Ich fasse mal kurz zusammen: Stationsleitungen verdienen nicht gut, die Anforderungen steigen, die persönliche Situation im Team kann schwierig sein. Ist es heute wirklich ein guter Karriereschritt, Stationsleitung zu werden? Oder drastischer formuliert: Gehen uns unter diesen Bedingungen nicht bald die Stationsleitungen aus?

Wenn wir nichts ändern, werden wir Nachwuchsprobleme bekommen. Deshalb ist es heute auch so wichtig, eine aktive Laufbahnplanung und kontinuierliche Weiterentwicklung zu betreiben. Das kann auch bedeuten, einer guten Nachwuchskraft ein Studium zu finanzieren. Zudem sind die Arbeitgeber und Tarifpartner gefordert, eine Vergütungspolitik zu verfolgen, die zeitnah realisiert werden muss. Dennoch halte ich die Position der Stationsleitung für ein attraktives Karrierefeld. Viele wagen dann auch den Schritt in die nächste Führungsebene bis in Spitzenpositionen. Aber die Rahmenbedingungen müssen sich verbessern.

Was sind die drei wichtigsten Dinge, die sich ändern müssen, damit die Position der Stationsleitung wirklich eine attraktive Karriereoption wird?

1. Bessere Bezahlung – es muss eine attraktive Gehaltssteigerung für Stationsleitungen geben. 2. Eine zeitliche und finanzielle Unterstützung beim Management-Studium.

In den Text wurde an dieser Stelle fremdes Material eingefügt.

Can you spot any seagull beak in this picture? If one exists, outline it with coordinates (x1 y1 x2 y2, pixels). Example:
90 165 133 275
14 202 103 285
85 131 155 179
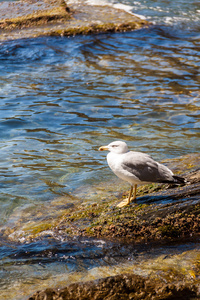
99 145 109 151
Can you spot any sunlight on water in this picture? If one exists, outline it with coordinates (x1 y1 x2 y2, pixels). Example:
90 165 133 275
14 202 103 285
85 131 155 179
0 0 200 298
121 0 200 27
0 29 199 217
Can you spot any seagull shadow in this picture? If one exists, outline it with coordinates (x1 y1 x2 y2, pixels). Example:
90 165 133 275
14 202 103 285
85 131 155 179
131 183 198 206
135 194 175 205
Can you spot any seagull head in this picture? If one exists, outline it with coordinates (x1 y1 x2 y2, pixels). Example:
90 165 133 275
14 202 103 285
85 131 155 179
99 141 129 154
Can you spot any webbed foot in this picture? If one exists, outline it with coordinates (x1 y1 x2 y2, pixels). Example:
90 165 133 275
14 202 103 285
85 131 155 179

Und 3. Eine konkrete individualisierte Laufbahnentwicklung für Mitarbeiter. Dazu gehört auch die Fort- und Weiterbildung von Stationsleitungen, inklusive Coaching-Elementen.

Sie sprachen anfangs schon die oftmals geringe Wertschätzung innerhalb des Krankenhauses an. Was muss sich hier tun?

In der betrieblichen Hierarchie des Krankenhauses muss die Stationsleitung deutlicher verankert sein, um Klarheit bezüglich der Wichtigkeit dieser Position zu schaffen. Sie muss gleichrangig zu anderen Führungskräften wie Oberärzten und Dezernenten stehen, damit hier eine Kommunikation auf Augenhöhe möglich ist. Wenn eine Stationsleitung um ein Gespräch mit einem Oberarzt bittet, beispielsweise wegen der Visitenplanung, ist dies eine Kommunikation auf gleicher Ebene – und das muss beiden Seiten klar sein. Die Stationsleitungen haben heute eine Schlüsselposition, die das Unternehmen stabilisiert. Das muss der Unternehmensführung bewusst sein.

Ich danke Ihnen für das Gespräch, Frau Maier.